Introduction

Cervical spondylotic myelopathy (CSM), as a common senile degenerative disease, has become a worldwide health problem, bringing serious burdens to individuals and society1. The pathogenesis of CSM is thought to be related to spinal cord compression, but the exact pathophysiological mechanism remains unclear2. Currently, the main treatment for CSM is spinal cord decompression by surgery, but the efficacy of surgery varies with individual differences3,4. Preoperatively, the severity of the disease is mainly evaluated based on the patient's symptoms and imaging parameters, but this pattern still has certain limitations in predicting the patient's curative effect5. Previous studies have shown that preoperative factors such as age, severity of spinal cord compromise, duration of symptoms, comorbidities and cervical sagittal alignment can affect the prognosis of patients6,7,8,9,10. Nevertheless, in most of these studies patient classification is based on research purposes and clinical experience, leading to limitation of patient characteristics, patient-based assessment such as the quality of life and inconsideration of confounding factors.

As an exploratory data analysis method, cluster analysis refers to the analysis process of grouping a collection of samples into multiple categories composed of similar samples, so that the samples have a high degree of intra-group similarity and inter-group difference. In this process, cluster analysis can automatically classify from sample data without relying on the classification criteria given by researchers in advance.
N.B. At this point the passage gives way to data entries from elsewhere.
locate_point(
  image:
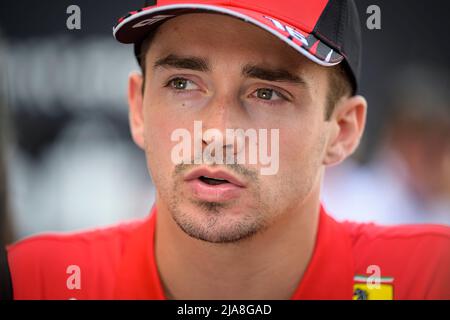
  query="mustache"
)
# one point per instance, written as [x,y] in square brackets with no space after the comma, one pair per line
[238,169]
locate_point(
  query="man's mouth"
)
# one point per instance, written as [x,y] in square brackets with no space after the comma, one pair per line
[214,185]
[212,181]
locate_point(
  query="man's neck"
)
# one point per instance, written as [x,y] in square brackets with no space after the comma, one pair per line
[269,265]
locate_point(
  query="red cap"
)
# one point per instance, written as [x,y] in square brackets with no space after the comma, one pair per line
[325,31]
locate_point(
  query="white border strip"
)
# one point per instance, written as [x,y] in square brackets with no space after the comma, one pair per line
[231,13]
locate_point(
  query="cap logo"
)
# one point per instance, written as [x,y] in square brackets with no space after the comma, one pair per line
[152,20]
[292,32]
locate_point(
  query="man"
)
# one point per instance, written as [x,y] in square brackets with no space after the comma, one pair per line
[237,214]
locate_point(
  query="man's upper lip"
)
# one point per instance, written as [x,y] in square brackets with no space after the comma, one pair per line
[215,174]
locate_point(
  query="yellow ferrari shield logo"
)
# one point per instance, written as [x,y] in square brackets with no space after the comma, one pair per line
[365,288]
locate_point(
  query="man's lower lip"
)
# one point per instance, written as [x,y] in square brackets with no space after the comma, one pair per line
[214,193]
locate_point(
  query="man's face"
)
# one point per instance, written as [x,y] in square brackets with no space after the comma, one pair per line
[229,74]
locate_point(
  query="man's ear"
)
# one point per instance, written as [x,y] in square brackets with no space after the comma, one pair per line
[136,112]
[348,121]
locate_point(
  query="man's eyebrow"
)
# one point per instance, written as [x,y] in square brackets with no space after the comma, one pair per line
[278,75]
[183,62]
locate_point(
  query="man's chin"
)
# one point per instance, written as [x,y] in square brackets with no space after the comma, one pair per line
[216,222]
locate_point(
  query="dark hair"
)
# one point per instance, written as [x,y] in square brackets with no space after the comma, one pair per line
[339,83]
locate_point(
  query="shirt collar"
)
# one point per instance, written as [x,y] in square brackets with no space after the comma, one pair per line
[329,274]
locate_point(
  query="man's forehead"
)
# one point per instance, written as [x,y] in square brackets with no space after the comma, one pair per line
[197,31]
[210,40]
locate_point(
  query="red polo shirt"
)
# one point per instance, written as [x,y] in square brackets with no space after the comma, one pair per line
[350,261]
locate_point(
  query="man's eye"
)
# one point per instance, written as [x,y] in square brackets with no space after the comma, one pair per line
[182,84]
[268,94]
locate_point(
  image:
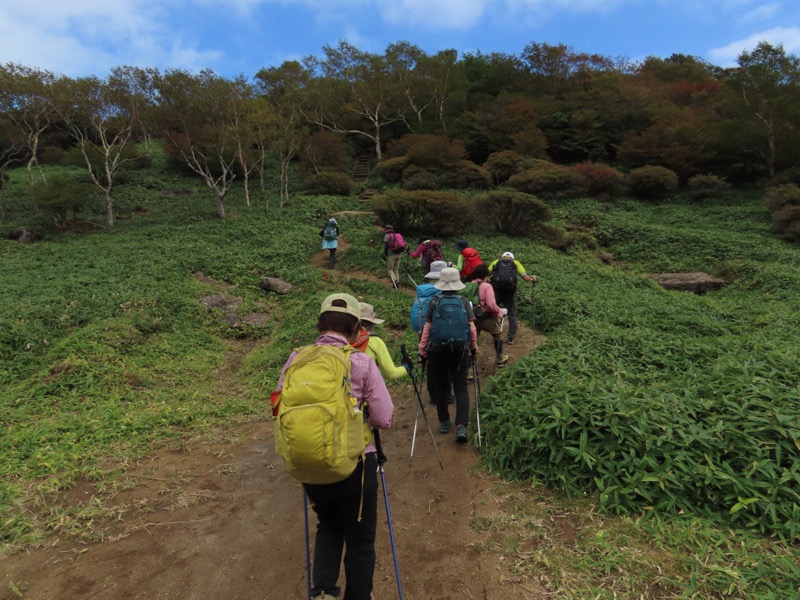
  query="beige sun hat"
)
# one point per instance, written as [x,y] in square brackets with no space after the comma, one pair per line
[368,313]
[350,308]
[436,268]
[449,280]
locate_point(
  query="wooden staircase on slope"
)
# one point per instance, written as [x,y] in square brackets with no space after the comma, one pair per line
[361,168]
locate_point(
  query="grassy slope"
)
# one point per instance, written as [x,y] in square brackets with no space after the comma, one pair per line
[104,348]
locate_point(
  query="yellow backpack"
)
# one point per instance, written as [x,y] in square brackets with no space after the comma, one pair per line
[319,429]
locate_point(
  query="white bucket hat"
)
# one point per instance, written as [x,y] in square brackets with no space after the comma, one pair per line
[436,268]
[449,281]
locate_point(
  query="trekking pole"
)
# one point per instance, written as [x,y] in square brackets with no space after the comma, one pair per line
[421,407]
[308,548]
[382,459]
[477,384]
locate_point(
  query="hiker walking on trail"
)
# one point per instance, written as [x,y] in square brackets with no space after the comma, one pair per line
[330,240]
[393,248]
[425,291]
[448,339]
[347,508]
[488,314]
[369,342]
[504,273]
[419,309]
[468,259]
[428,252]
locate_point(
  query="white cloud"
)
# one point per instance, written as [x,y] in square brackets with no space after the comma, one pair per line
[789,37]
[78,37]
[447,14]
[760,13]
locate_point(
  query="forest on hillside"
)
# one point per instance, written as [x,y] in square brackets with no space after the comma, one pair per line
[427,121]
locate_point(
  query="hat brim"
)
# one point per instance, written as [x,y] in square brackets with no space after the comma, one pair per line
[449,286]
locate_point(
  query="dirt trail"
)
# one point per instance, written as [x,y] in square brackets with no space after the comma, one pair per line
[214,520]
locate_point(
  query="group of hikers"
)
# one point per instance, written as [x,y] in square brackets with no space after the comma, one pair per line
[331,399]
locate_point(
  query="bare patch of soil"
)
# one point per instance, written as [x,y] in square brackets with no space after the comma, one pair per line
[220,519]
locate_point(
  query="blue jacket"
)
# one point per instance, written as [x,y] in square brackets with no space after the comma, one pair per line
[425,292]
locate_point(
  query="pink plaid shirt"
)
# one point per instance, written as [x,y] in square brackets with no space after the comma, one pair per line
[366,381]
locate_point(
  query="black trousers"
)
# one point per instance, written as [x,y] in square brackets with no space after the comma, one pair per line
[508,300]
[338,529]
[448,368]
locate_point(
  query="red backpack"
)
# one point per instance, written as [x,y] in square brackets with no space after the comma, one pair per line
[432,252]
[396,243]
[471,260]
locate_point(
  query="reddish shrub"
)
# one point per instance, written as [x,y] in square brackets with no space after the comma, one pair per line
[599,178]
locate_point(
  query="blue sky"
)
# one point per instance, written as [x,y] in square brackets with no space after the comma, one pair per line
[89,37]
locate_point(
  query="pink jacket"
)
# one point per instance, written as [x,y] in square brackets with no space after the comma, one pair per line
[487,299]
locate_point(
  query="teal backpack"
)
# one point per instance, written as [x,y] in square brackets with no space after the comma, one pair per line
[449,323]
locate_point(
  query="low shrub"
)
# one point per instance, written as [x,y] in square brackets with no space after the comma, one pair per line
[502,165]
[419,178]
[466,175]
[599,178]
[702,187]
[51,155]
[549,180]
[391,169]
[446,213]
[331,183]
[651,181]
[779,196]
[62,196]
[513,213]
[427,150]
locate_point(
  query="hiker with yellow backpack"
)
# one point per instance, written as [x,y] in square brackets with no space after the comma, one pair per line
[328,398]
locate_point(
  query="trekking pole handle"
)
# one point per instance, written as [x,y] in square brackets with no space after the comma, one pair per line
[378,446]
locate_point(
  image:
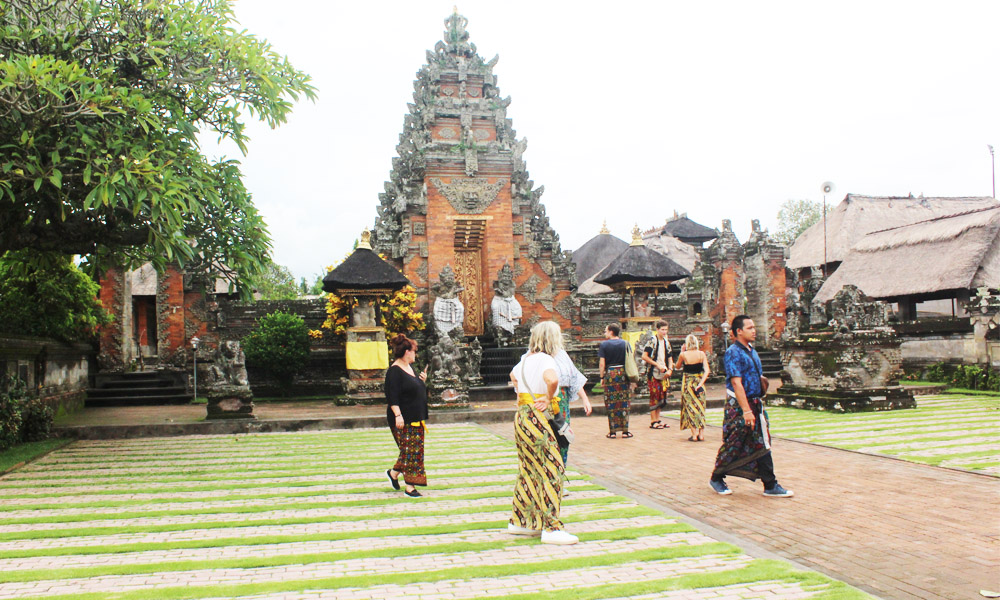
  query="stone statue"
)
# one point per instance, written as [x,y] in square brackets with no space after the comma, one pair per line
[228,390]
[505,309]
[449,313]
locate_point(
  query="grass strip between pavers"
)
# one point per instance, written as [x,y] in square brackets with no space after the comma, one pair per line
[304,558]
[621,513]
[757,571]
[362,581]
[121,530]
[260,508]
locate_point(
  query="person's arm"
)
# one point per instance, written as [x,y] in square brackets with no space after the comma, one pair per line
[741,398]
[393,395]
[706,370]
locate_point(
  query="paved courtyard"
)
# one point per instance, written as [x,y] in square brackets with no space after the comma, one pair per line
[309,515]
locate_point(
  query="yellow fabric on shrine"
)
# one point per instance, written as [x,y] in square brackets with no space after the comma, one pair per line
[367,355]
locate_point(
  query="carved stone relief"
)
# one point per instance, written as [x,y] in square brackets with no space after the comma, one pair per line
[469,196]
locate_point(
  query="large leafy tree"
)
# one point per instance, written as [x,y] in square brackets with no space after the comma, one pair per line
[101,103]
[795,216]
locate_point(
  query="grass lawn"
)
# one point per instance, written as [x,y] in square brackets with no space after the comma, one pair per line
[311,515]
[949,430]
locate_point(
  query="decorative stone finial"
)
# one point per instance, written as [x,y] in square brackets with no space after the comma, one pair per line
[637,236]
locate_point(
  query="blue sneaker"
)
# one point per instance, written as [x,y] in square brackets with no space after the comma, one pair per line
[778,492]
[720,487]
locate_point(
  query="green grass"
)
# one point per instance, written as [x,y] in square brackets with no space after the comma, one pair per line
[27,452]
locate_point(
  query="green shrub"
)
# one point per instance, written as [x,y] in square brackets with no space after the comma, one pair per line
[36,420]
[279,346]
[11,398]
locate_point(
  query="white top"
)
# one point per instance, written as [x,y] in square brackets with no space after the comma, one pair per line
[530,379]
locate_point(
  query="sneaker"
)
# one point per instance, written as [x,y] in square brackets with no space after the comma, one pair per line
[517,530]
[720,487]
[778,492]
[559,537]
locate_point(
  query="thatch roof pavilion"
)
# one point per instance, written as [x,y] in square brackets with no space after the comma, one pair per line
[936,258]
[858,216]
[364,273]
[597,253]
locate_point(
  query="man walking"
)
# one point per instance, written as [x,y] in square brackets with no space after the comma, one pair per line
[746,436]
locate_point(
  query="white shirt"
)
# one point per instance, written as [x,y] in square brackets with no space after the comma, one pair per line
[530,378]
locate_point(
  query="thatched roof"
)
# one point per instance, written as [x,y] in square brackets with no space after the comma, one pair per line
[596,254]
[364,271]
[641,264]
[686,230]
[928,258]
[857,216]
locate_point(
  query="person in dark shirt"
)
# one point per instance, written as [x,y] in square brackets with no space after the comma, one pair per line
[746,436]
[406,397]
[617,388]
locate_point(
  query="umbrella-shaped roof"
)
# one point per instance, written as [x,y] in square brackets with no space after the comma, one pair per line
[364,272]
[640,265]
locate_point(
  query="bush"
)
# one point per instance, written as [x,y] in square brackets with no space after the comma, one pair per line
[11,399]
[279,346]
[36,420]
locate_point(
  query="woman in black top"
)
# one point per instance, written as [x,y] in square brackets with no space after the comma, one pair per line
[406,396]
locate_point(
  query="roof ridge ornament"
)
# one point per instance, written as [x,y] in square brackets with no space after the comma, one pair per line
[637,236]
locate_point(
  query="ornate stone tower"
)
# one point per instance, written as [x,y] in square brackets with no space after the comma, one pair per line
[459,194]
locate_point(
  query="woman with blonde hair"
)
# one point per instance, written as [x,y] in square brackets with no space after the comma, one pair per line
[696,371]
[538,493]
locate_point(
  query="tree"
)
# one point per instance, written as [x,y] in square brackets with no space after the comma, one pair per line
[279,346]
[795,216]
[48,297]
[274,282]
[101,102]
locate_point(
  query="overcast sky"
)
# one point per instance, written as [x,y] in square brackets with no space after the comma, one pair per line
[634,110]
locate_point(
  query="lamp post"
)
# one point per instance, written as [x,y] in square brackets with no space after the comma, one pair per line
[194,345]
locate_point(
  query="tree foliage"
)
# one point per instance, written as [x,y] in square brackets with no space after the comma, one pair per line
[275,282]
[279,346]
[795,216]
[48,297]
[101,102]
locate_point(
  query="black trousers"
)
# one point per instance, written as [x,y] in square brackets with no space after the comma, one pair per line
[765,468]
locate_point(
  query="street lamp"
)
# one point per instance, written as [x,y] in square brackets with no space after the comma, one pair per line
[194,345]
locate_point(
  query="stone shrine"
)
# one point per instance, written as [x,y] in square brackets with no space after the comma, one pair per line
[459,195]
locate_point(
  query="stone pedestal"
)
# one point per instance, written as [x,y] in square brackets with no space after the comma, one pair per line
[365,386]
[230,402]
[843,372]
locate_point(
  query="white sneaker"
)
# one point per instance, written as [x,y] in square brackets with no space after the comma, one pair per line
[516,530]
[559,537]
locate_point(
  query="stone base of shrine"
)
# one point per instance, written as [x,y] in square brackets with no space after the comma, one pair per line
[843,401]
[229,402]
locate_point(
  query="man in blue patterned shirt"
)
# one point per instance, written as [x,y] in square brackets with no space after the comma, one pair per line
[746,437]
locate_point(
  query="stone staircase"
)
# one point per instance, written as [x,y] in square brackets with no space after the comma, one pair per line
[137,389]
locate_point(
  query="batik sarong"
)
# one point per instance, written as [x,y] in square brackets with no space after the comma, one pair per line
[658,389]
[564,409]
[742,447]
[410,440]
[692,402]
[538,493]
[617,398]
Therefore, from the perspective of machine learning, cluster analysis is an unsupervised learning process. Cluster analysis based on unsupervised machine learning can improve the classification of disease phenotypes and patients in studies11,12, and with incorporating more clinical features, previously unobvious data associations and structures may be revealed13. In this study, it is assumed that there are clinically related groups in existing CSM patients that transcend the previous prior classification, and hierarchical clustering is applied to explore the types of patients, and the types of patients generated by the clustering are analyzed, so as to identify the preoperative related factors with predictive significance for the mixed system, and to determine which patients have the best surgical effect.

Data and methods

General information

Based on the clinical big data research platform of our institution, data of CSM patients who received surgical treatment in our hospital from January 2012 to December 2020 were collected. Inclusion criteria: (1) CSM patients diagnosed by orthopedics and undergoing surgical treatment (anterior cervical discectomy and fusion [ACDF] or laminoplasty [LP]); (2) Age > 18 years old; (3) Complete preoperative baseline data and follow-up data including at least one short-term (≤ 6 months) and one long-term (≥ 12 months) follow-up. Exclusion criteria: (1) previous history of neck surgery; (2) unqualified follow-up time; (3) patients with traumatic myelopathy or cervical spine deformities.

Baseline data

  1. 1.

    Population characteristics: gender, age, smoking and alcohol consumption history.

  2. 2.

    Clinical symptoms: numbness, neck and shoulder pain, chest and abdominal banding sensation, plantal cotton-stepping sensation, fine motor loss, gait abnormality, sympathetic symptoms;

  3. 3.

    Physical examination: muscular atrophy, muscle strength loss, abnormal reflexes, positive pathological signs (included Rossolimo’s sign, Hoffmann’s sign or Babinski’s sign), positive Eaton test, positive Spurling test;

  4. 4.

    Scoring Information: modified Japanese Orthopedic Association score (mJOA)14 and Quality of Life Short Form 36 (SF-36) scale15 were used to assess cervical spinal cord function and preoperative quality of life respectively.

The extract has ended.